An outsider looking in can bring a fresh perspective, but too many times, an outsider looking in just hauls in prejudices. With the anime community, on outsider looking in may think of us as pedophiles who spend their time watching children’s cartoons of cute little girls, or people who only care about T&A. Too many times, people judge a genre based on the genre name itself... “sports anime? who wants to watch sports?”. Too many times, we marginalize people’s tastes because we disagree with them. “YOUR TASTE IS SHIT!”. Too many times, this also happens in the gaming community: people look at gamers as a collective mass of angry people. Too many times, people believe that violent games are the demonizer of society. Too many times, people get into silly arguments about what type of hardware people buy to play games, or how what type of games they play. Visual Novels as a medium gets this the worst: “its’ a text based medium full of porn games? what the hell?” Too many times, we demonize another group because they are not us. Too many times, we insult the type of person or type of thing because we do not know it, assuming that it’s the worst of humanity.

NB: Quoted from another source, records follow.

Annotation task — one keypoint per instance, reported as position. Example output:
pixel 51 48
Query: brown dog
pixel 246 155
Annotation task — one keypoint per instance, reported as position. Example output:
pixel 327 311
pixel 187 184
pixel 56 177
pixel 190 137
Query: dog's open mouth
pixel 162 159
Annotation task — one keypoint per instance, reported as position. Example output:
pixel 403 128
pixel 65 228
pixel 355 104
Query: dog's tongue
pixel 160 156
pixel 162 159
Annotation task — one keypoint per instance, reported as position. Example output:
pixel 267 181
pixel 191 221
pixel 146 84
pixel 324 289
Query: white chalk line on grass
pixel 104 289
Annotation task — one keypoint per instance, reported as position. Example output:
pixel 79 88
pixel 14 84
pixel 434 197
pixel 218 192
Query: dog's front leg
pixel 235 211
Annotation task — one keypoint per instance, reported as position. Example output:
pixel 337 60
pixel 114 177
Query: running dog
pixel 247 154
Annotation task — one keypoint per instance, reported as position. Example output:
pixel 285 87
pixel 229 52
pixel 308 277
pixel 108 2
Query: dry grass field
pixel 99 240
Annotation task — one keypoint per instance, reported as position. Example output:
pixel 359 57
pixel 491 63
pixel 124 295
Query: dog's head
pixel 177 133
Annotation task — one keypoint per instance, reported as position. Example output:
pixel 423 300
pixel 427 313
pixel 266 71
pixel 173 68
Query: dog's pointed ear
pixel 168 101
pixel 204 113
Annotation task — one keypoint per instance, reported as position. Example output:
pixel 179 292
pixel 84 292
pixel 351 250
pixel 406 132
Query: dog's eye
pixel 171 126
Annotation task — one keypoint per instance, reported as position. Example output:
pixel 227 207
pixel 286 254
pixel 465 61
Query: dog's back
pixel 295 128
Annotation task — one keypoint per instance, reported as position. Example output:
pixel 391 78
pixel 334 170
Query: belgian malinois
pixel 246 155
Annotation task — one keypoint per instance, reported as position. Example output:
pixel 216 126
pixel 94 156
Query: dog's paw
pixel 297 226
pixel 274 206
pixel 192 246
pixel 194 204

Just another Crappy Sex game?
This outgroup homogeneity effect is fucking ridiculous, and it’s particularly embarrassing to see when it’s a professional writer. When you don’t know much about something, treat it with the respect that it deserves. For an example, there was a Kotaku article written today that was titled: “A Space Sex Game That’s Suprisingly Good” and then it decides to follow that prejudice with “unlike 99% of the visual novels I’ve played, it’s actually well-written”. Apparently visual novels as a game genre doesn’t deserve the title Visual Novel, only to be refereed to as “Sex Game” because that’s it’s only redeeming factor? Apparently to you, Kotaku writer Patricia Hernandez, you have played 100 of these and this is the only good one you’ve seen? does that mean all of them are shit? And in the comment, you Kotaku writer Patricia Hernandez, you state “I dunno if any eroge/sex game will ever get awards for being realistic on any front.“, once again focusing solely on the sex aspect of the writing and making prejudices that VN’s can’t be realistic? What you say may be true, but this is not going the right way about it. This is just one example of the outgroup homogeneity effect leading to tragedy and bigotry, like that anime poll a few days back, and it’s another example of people or something being marginalized because it’s not what the person knows.
Too many times, the type of person or thing has been insulted. Am I a slimy, gross mouth breather that only cares about porn in my text based adventure game? There is more to the Visual Novel genre then you may think, dear Kotaku writer, and like everything, its just a bit more complex than you may think. Treat people with respect, and people will treat you with equal respect. Writing in stereotypes do not net you any professional rewards, nor does it make you a smarter person. By keeping an open mind and being respectful to others, you live a better life and make other lives better. Please, try to be more open and considerate when you are an outsider looking in.... and Kotaku Writer Patricia Hernandez? You do the same too.